Work in Progress: Lecture Notes on the Status of IEEE 754 May 31, 1996 2:44 pm
Page 6
Exceptions
in General.
Designers of operating systems tend to incorporate all trap-handling into their handiwork, thereby burdening
floating-point exception-handling with unnecessary and intolerable overheads. Better designs should incorporate
all floating-point trap-handling into a run-time math. library, along with logarithms and cosines, which the
operating system merely loads. To this end, the operating system has only to provide default handlers ( in case the
loaded library neglects trap-handling ) and secure trap re-vectoring functions for libraries that take up that duty and
later, at the end of a task, relinquish it.
To Disable an exception's trap is to let the numeric (co)processor respond to every instance of that exception by
raising its Flag and delivering the result specified as its “ Default ” in IEEE 754. For example, the default result
for 3.0/0.0 is ∞ with the same sign as that 0.0 . The raised flag stays raised until later set down by the program,
perhaps after it has been sensed. IEEE 754 allows for the possibility that raised flags be non-null pointers, but
most microprocessors keep one or two bits per flag in a Status register whose sensing and clearing fall outside the
scope of these notes. The same goes for bits in a Control register that Enable/Disable traps; see manuals for your
chip and for the programming environment ( e.g. compiler ) that concerns you.
+-------------------------------------------------------------------+
| CAUTION: Do not change ( enable or disable ) exception traps |
| in a way contrary to what is expected by your programming |
| environment or application program, lest unpredictable |
| consequences ensue for lack of a handler or its action. |
+-------------------------------------------------------------------+
Disputes over exceptions are unavoidable. In fact, one definition for “ Exception ” is ...

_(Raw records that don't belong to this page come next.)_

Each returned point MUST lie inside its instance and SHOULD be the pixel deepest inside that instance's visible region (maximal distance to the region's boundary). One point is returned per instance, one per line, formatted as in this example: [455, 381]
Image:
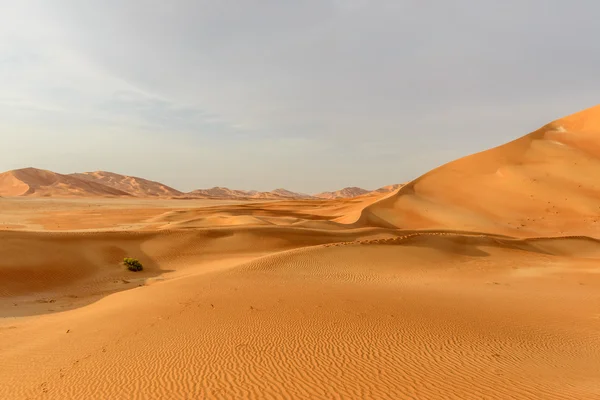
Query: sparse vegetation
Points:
[132, 264]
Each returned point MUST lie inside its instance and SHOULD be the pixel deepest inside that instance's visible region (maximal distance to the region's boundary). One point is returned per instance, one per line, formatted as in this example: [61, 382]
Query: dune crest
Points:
[133, 185]
[541, 184]
[42, 183]
[478, 280]
[344, 193]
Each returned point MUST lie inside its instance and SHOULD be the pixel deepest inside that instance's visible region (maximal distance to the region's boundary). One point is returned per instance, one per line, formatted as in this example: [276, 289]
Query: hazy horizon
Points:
[312, 96]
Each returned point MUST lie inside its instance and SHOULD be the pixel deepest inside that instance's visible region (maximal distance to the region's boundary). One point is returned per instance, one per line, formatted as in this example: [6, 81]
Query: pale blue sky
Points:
[309, 95]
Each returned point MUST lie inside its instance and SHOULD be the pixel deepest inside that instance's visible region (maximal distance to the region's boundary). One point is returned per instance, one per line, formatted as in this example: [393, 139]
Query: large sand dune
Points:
[475, 281]
[135, 186]
[544, 183]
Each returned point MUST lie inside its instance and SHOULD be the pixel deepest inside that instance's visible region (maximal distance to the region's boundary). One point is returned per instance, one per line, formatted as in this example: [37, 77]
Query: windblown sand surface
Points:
[423, 293]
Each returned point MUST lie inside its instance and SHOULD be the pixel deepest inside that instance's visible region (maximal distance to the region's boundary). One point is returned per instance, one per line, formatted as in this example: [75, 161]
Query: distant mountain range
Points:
[42, 183]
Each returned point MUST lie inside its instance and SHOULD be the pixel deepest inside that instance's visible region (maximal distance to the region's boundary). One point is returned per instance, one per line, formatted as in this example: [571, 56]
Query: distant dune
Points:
[545, 183]
[389, 188]
[42, 183]
[466, 283]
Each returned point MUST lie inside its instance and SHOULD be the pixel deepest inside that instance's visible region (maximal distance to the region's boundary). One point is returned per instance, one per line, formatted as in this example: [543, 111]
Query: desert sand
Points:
[478, 280]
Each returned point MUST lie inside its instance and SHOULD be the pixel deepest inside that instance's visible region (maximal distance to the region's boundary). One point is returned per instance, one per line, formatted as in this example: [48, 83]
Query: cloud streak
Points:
[311, 95]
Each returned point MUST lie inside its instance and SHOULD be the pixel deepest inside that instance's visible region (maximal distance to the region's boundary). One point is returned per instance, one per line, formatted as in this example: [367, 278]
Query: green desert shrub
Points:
[132, 264]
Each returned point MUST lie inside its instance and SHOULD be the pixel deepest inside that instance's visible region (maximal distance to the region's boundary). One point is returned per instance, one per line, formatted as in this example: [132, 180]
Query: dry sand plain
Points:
[479, 280]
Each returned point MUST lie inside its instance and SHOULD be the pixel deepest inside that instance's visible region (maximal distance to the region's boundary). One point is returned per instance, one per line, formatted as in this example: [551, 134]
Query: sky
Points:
[309, 95]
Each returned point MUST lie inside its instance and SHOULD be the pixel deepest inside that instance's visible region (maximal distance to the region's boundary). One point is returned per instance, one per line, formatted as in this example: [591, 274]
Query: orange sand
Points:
[478, 280]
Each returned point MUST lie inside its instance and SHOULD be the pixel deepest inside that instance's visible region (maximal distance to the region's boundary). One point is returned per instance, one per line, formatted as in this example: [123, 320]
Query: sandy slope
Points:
[344, 193]
[318, 299]
[438, 318]
[541, 184]
[226, 193]
[42, 183]
[135, 186]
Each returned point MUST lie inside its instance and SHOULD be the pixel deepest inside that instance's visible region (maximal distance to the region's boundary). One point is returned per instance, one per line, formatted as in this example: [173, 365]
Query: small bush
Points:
[132, 264]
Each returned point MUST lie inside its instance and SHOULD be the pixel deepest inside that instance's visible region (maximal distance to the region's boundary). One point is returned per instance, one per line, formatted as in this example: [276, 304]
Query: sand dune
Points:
[226, 193]
[478, 280]
[344, 193]
[37, 182]
[541, 184]
[135, 186]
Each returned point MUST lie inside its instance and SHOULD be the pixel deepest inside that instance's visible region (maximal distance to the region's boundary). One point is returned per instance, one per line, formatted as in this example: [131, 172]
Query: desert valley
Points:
[478, 280]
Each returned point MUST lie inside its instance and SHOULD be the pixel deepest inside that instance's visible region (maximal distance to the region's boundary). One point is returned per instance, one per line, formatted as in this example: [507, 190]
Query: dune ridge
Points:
[42, 183]
[510, 189]
[477, 280]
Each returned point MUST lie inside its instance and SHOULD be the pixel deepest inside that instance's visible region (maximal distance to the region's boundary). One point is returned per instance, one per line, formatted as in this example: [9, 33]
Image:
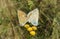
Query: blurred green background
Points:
[49, 19]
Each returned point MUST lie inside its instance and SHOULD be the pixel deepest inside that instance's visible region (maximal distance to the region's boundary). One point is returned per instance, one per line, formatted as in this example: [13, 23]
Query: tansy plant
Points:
[31, 29]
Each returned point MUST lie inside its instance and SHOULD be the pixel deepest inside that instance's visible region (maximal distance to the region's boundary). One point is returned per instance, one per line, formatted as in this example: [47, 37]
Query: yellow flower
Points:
[34, 27]
[27, 26]
[30, 29]
[33, 33]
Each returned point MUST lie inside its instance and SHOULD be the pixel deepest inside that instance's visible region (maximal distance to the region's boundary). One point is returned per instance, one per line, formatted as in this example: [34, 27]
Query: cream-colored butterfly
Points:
[31, 17]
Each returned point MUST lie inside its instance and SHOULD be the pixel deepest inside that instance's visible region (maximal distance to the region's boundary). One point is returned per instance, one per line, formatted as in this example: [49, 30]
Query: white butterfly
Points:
[31, 17]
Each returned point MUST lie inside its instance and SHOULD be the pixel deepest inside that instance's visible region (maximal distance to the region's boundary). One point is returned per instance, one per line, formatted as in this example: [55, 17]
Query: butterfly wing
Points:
[22, 17]
[33, 17]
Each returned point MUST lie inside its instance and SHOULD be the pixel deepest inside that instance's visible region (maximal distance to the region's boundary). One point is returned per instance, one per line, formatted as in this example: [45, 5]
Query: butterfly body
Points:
[31, 17]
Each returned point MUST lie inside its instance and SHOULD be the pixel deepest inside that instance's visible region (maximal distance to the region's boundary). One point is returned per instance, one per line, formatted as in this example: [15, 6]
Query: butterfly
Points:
[31, 17]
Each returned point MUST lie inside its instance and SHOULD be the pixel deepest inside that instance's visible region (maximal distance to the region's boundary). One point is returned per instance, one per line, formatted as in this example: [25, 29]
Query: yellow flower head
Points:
[34, 27]
[33, 33]
[30, 29]
[27, 26]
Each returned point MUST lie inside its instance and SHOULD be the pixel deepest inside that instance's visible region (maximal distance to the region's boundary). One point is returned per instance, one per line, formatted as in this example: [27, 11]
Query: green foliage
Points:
[49, 19]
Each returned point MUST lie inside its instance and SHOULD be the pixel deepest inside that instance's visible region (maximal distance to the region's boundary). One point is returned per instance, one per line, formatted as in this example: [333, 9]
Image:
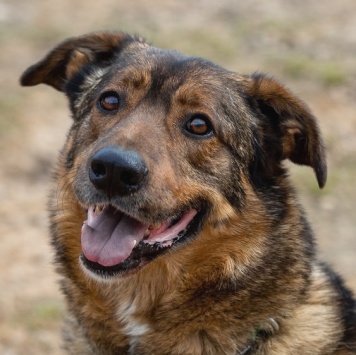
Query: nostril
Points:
[132, 178]
[98, 169]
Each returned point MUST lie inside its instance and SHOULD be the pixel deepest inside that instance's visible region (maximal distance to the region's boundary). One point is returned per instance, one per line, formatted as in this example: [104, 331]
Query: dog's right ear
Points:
[69, 57]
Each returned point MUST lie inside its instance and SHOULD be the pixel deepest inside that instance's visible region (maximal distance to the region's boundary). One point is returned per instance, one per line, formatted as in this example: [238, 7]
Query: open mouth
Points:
[113, 242]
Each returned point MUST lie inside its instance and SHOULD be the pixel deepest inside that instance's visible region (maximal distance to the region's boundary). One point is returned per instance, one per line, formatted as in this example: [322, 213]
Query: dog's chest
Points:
[133, 327]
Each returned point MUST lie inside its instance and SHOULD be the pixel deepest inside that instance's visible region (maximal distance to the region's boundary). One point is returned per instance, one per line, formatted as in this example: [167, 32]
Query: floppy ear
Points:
[69, 57]
[290, 122]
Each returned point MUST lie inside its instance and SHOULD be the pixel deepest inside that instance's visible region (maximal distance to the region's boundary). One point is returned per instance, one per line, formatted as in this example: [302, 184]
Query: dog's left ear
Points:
[289, 120]
[70, 56]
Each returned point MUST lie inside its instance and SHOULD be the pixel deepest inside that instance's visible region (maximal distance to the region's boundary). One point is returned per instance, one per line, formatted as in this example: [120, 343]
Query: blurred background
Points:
[309, 45]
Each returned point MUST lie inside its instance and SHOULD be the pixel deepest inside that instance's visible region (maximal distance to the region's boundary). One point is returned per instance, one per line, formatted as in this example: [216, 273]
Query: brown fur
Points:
[248, 281]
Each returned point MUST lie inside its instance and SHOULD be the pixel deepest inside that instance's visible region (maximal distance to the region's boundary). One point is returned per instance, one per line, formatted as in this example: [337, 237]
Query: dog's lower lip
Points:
[111, 240]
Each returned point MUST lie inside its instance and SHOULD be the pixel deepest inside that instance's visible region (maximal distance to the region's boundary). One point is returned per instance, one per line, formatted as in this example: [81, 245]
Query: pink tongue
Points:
[109, 238]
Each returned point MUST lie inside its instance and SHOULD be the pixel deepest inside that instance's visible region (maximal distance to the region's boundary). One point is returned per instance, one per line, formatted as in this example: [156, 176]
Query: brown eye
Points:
[199, 125]
[109, 101]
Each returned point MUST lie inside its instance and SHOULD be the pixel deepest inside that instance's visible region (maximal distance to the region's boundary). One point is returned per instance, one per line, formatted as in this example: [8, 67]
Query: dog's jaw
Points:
[113, 242]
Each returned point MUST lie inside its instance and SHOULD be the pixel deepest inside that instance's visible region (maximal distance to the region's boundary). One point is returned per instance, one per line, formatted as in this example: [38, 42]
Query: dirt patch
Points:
[310, 46]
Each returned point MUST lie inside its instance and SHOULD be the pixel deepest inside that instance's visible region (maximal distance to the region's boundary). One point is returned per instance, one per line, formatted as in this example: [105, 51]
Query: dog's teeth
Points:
[97, 210]
[154, 226]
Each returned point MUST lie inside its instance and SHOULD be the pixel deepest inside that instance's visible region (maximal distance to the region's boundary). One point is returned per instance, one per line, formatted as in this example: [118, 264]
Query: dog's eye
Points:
[199, 125]
[109, 101]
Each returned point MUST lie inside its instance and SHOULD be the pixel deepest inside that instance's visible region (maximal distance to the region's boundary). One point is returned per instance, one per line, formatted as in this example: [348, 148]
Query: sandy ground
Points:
[310, 46]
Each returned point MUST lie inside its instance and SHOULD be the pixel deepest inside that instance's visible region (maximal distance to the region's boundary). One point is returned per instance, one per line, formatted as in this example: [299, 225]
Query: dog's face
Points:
[164, 148]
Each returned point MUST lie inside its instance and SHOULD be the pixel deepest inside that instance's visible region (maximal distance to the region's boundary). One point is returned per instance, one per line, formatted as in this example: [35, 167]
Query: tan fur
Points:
[248, 281]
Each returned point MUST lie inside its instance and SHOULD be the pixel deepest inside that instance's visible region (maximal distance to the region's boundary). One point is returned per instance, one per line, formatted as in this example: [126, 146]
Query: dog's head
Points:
[165, 146]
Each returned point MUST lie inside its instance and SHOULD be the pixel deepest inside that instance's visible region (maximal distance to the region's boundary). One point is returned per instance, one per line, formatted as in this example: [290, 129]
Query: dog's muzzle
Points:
[116, 171]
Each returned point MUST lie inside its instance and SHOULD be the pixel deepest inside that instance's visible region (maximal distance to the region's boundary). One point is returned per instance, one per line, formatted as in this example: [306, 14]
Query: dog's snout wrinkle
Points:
[117, 171]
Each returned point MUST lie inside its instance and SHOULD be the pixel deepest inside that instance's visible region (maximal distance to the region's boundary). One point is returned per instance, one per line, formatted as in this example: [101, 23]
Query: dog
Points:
[175, 226]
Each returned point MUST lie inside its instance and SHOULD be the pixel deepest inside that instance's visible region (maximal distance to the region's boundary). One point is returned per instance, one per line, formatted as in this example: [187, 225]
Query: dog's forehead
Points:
[168, 65]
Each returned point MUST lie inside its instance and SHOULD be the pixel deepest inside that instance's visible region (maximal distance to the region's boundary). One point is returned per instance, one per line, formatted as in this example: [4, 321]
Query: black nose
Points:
[117, 171]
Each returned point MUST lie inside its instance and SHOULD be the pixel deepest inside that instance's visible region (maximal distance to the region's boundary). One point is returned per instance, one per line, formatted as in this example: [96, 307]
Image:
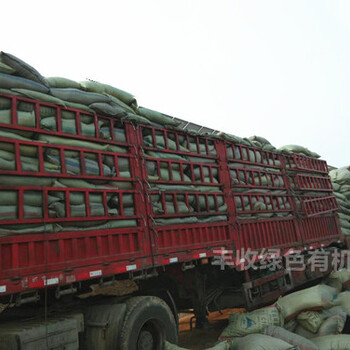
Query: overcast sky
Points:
[278, 69]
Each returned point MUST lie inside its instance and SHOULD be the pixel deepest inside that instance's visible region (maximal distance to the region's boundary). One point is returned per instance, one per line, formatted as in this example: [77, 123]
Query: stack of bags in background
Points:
[310, 319]
[341, 184]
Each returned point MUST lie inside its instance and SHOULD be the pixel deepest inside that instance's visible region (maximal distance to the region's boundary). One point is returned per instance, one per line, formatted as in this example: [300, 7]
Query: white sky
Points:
[278, 69]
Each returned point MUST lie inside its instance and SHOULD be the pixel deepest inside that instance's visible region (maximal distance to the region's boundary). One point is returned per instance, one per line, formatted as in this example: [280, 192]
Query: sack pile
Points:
[310, 319]
[182, 168]
[341, 188]
[258, 187]
[186, 183]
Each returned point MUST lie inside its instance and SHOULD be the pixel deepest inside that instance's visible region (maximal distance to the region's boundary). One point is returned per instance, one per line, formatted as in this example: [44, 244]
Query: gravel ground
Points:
[198, 339]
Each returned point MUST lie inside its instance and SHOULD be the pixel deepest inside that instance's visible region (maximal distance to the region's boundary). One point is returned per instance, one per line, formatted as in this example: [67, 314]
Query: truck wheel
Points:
[148, 323]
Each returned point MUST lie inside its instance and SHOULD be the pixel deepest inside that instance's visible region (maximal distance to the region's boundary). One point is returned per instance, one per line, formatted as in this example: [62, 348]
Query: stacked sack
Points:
[19, 78]
[261, 180]
[341, 189]
[165, 167]
[310, 319]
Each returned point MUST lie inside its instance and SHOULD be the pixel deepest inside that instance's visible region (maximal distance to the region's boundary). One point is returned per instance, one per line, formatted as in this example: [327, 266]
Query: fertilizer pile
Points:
[310, 319]
[182, 169]
[341, 185]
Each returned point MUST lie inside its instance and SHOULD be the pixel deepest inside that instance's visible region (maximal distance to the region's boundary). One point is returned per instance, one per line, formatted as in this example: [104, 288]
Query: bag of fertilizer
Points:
[157, 117]
[342, 300]
[11, 81]
[339, 279]
[22, 68]
[251, 322]
[290, 338]
[317, 297]
[291, 325]
[333, 342]
[78, 96]
[4, 68]
[311, 320]
[95, 87]
[62, 83]
[258, 342]
[333, 325]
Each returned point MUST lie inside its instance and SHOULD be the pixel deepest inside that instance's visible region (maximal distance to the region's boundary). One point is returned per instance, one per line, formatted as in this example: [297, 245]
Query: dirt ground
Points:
[198, 339]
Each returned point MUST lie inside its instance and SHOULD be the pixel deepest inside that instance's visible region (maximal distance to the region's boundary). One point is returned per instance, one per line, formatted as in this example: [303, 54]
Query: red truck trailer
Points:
[111, 257]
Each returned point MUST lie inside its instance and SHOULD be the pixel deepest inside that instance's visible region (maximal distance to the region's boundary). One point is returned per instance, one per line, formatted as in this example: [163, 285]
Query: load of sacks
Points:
[194, 175]
[310, 319]
[19, 78]
[268, 198]
[341, 188]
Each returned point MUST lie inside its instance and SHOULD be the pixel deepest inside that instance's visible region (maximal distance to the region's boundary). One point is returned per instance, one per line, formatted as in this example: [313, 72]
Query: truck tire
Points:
[148, 323]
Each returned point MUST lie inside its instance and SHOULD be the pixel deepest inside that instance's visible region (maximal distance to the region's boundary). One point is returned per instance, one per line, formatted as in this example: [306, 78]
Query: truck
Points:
[109, 228]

“ Event for which any policy chosen in advance will subsequently
give some reasonable person cause to take exception.”
A common mistake is to treat exceptions as errors and punish the presumed perpetrators; usually punishment falls
not upon deserving perpetrators but upon whatever interested parties happen to be in attendance later when
exceptions arise from what was perpetrated, error or not.
+-------------------------------------------------------------------+
| Exceptions that reveal errors are merely messengers. What |
| turns an exception into an error is bad exception-handling. |
+-------------------------------------------------------------------+
Attempts to cope decently with all exceptions inevitably run into unresolved dilemmas sooner or later unless the
computing environment provides what I call “ Retrospective Diagnostics.”. These exist in a rudimentary form in
Sun Microsystems' operating system on SPARCs. The idea is to log ( in the sense of a ship's log ) every
suspicious event that is noticed during a computation. These events are logged not by time of occurrence ( which
could fill a disk very soon ) but by site in a program. A hashing scheme ensures that events repeated at the same
site will perhaps update but certainly not add entries to the log. Neither need an exception that occurs while its flag
is still raised by a previous exception of the same kind add a new entry to the log. After a program finishes ( if it
ever does ), its user may be notified discreetly if a dangerous flag like INVALID is still raised; then that flag can
serve as a pointer to its entry in the log. The log cannot grow intolerably long, so unusual entries stand out and
point to whatever software module put them there. The user of that software can then identify the module in
question and ask its supplier whether an entry is something to worry about.